Lots of vegan protein powders on the market are certified USDA organic, which should be of note to anyone who’s eating vegan for the sake of their health or the environment. This includes Garden of Life and Aloha, as well as Optimum Nutrition Gold Standard. KOS, as well, has a protein powder that’s certified USDA organic, made from a mix of pea, flax, chia, pumpkin seed and quinoa proteins.
Although most of those are blends of ingredients that include some flavorings and sweeteners, those looking to really strip it back have options as well. Myprotein has a full line of Myvegan products, which include pure pea protein isolate and soy protein isolate, as well as flavored and stevia-sweetened varieties. OWYN’s protein powders use pea, pumpkin and chia as their protein source, and use cane sugar and monk fruit as sweeteners for those steering clear of artificial sweeteners and sugar alcohols. And the vegan supplement line Complement has a protein powder made of yellow pea, pumpkin seed, watermelon seed, almond and chia proteins – and nothing else.

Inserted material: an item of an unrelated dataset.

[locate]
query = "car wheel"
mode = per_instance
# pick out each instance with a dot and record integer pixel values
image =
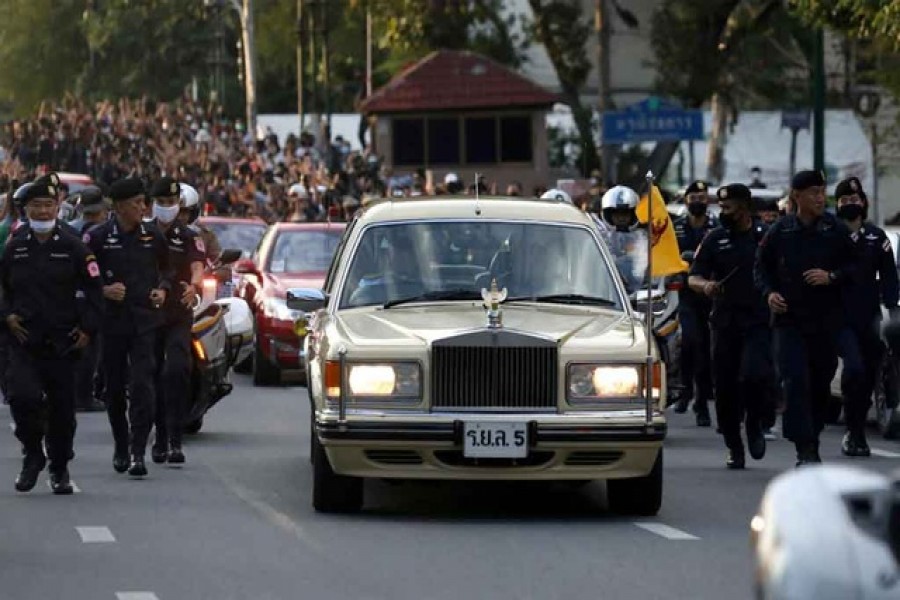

As for The Amazing Chickpea, a provider of nutritious spreads, it will soon be releasing a protein powder with the nutrient dense legume as one of its main ingredients.
Nowadays, most people with an interest in wellness are concerned with more than just changing their figure or bulking up – it’s more common to have a more holistic view of health. Fittingly, there are some brands which, like Vega, include other healthful ingredients meant to offer consumers more than just protein. Your Super’s Skinny Protein has a mix of hemp and pea proteins, but also super food greens like spirulina and alfalfa. Form Nutrition sells blends that include other beneficial ingredients like digestive enzymes or supergreen mixes; Sakara Life takes it a few steps further, offering not just protein (from pea, hemp, sesame and pumpkin seed sources), but a blend of greens, digestive enzymes, phytoceramides (which are said to improve the appearance of skin by protecting collagen) and B12, for a mind-body, inside-outside supplement.
As consumers begin to see not only different facets of their own health, but also issues pertaining to the environment and animal welfare as interconnected, it makes sense that something like protein powder – once thought of as something used just by athletes looking to gain muscle mass – would change shape and target different markets. Data suggests that adult men are still the primary consumers of protein powder, but they’re not the only ones. It’s no longer a single-use, one-size-fits all category, and as the culture around fitness, wellness and ethical living shift and change, it’s only fitting that the growing protein powder category would, too.